Alla fine il presidente Tuccio ci ripensa così come chi rappresenta il giocatore ed una settimana dopo la decisione di mettere fuori rosa e sul mercato il brasiliano, la società biancoazzurra interviene diramando il seguente comunicato: "La Società Gela Calcio SpA informa che oggi a Milano si è svolto un incontro fra il Presidente Ing. Angelo Tuccio e il procuratore del giocatore Rodrigo Franciel, per cercare di risolvere la problematica contrattuale in corso. L’incontro è stato proficuo poiché ha permesso di raggiungere un compromesso che permette di ridare serenità al giocatore e sicurezza alla Società, le parti hanno trovato un accordo che permetterà alla Società Gela Calcio SpA di opzionare il calciatore anche per le prossime due stagioni 2009-10 e 2010-11, l’opzione è valida solo se il Gela, il prossimo anno, giocherà in Prima Divisione".

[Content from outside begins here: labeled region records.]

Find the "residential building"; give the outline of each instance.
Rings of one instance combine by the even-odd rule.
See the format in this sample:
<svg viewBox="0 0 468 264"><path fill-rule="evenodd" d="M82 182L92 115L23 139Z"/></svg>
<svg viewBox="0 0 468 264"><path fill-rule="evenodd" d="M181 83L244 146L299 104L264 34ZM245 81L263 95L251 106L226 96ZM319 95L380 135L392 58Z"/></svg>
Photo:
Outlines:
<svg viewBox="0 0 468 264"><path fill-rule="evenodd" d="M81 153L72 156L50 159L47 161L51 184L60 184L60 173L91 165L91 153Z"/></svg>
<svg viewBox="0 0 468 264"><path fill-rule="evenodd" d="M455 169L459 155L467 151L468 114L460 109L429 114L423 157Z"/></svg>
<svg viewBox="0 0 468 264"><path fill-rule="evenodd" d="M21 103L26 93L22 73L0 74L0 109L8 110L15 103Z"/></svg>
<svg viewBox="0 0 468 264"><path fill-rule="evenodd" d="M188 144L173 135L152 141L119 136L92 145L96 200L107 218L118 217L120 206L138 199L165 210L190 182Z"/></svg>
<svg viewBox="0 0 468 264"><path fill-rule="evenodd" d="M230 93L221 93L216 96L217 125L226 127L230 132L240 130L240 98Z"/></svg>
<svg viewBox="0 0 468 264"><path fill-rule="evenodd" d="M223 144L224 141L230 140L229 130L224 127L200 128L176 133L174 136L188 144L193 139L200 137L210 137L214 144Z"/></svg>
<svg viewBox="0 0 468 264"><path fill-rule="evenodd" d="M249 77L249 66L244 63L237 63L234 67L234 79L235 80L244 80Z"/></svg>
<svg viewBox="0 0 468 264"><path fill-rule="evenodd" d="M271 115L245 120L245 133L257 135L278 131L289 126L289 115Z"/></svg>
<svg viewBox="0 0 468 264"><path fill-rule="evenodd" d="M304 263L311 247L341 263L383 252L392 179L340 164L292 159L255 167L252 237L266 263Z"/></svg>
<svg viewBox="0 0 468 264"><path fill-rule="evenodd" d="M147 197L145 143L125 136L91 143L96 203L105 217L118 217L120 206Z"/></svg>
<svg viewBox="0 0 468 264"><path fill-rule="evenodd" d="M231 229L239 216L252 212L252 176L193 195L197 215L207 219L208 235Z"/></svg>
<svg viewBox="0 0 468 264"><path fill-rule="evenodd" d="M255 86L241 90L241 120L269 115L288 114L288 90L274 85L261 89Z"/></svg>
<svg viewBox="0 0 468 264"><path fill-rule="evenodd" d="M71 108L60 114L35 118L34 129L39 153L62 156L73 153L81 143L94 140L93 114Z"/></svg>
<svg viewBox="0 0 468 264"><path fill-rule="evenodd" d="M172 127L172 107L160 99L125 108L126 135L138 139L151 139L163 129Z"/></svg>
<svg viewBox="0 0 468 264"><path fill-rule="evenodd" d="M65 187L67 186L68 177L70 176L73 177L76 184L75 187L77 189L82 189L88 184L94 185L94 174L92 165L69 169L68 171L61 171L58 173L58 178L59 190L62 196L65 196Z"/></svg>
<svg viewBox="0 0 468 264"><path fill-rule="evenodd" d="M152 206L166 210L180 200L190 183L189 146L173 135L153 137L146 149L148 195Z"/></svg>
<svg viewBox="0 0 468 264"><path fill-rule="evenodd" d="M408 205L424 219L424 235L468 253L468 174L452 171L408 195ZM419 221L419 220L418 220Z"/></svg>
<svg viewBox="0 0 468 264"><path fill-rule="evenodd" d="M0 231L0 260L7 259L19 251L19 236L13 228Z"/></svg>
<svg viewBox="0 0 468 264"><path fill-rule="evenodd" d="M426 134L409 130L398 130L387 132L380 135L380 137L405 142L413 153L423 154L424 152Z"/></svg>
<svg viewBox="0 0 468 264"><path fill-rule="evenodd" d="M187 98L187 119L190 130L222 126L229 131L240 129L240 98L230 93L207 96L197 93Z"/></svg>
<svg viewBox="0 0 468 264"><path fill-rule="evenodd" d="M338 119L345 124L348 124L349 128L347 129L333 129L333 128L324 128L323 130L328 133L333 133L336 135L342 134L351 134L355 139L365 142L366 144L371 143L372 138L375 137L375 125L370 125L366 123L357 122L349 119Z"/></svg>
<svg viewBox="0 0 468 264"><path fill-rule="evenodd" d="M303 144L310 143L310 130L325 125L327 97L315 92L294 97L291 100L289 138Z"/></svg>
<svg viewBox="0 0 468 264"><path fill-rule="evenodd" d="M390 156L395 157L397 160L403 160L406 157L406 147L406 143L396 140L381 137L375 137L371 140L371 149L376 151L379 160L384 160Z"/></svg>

Di conseguenza, il bomber carioca viene reintegrato in rosa e sarà a disposizione di Mr. Cosco già per domenica al "Presti" in occasione del derby isolano contro l'Igea Virtus. I più maligni, è certo, manterranno le proprie perplessità e le rispettive divisioni: qualcuno penserà che il club non ha trovato alternative valide ed ha ripiegato sul giocatore cedendo alla pressione della piazza; qualcun altro sarà pronto a giurare che, dopo la risolutezza del presidente Tuccio nel prendere la decisione della settimana scorsa, la controparte s'è vista costretta a fare retromarcia, trovando l'accordo sull'opzione per le due stagioni successive (in pratica un altro biennale) a condizione che si acceda in prima divisione. Magari, la verità è più semplice di quanto si pensi: ha prevalso la volontà di Franciel (nella foto) che vuole ancora crede nel progetto di Tuccio e che a Gela ha trovato un ottimo ambiente per se e la sua famiglia, come peraltro ha dichiarato recentemente.
In ogni caso e nella sostanza, per dirla tutta, non si può parlare di rinnovo vero e proprio: di quello si potrà parlare solo a fine stagione e qualora il Gela compia il salto di categoria in prima divisione con accesso diretto alla fine della stagione regolare o attraverso la coda degli spareggi promozione. In caso contrario, con il Gela che rimane in seconda divisione, il giocatore sarà libero di cercarsi un altra squadra perchè svincolato (il contratto attuale scade infatti a giugno).
Malignità a parte, la stragrande maggioranza dei tifosi è contenta: l'Imperatore, come lo chiamano da queste parti, resta. E magari domenica reagirà da par suo, ritrovando quella serenità auspicata nello stessa nota della società di Via Venezia. Nel frattempo, giunge conferma dal giudice sportivo dello stop per 1 turno di Marinucci Palermo al cui posto giocherà Iannini. Quest'ultimo affiancherà, nel ruolo d'interditore, il lavoro in cabina di regia di uno dei nuovi acquisti: l'ex Giacomense Nathan Schiavon che ha già debuttato domenica scorsa. Tra i papabili titolari, per il match di domenica, ci sarebbero anche gli altri due ultimi arrivi: vale a dire Russo e Galuppi che occuperebbero le due fasce. A questo punto, il sacrificato di turno sarebbe Gaeta a meno che il tecnico decida, a sorpresa, di impiegarlo per la prima volta in un ruolo che ha già svolto in passato al Melfi, arretrandolo cioè sull'out destro difensivo. Rimane infatti ancora indisponibile il titolare in quel ruolo, ossia Nigro, sebbene ad inizio settimana il gesso sia stato rimosso ed il terzino, grazie ad un tutore al braccio, sia tornato in gruppo ad allenarsi.
A proposito di allenamenti: ciò che non sorprende più è l'assoluta apatia dell'amministrazione comunale e del civico consesso incapaci di dare un benché minimo segnale di vita rispetto alla questione delle strutture sportive: nè convenzione per lo stadio, nè campo sintetico al "Presti", nè campo alternativo per allenarsi: sicché la doppia seduta di ieri, più precisamente nella parte pomeridiana, è stata annullata (nella mattinata la squadra si è allenata in un campetto di calcetto) ed oggi, tempo permettendo, solita partita amichevole a Santa Croce di Camerina con la squadra locale. Per domani? Chi vivrà vedrà.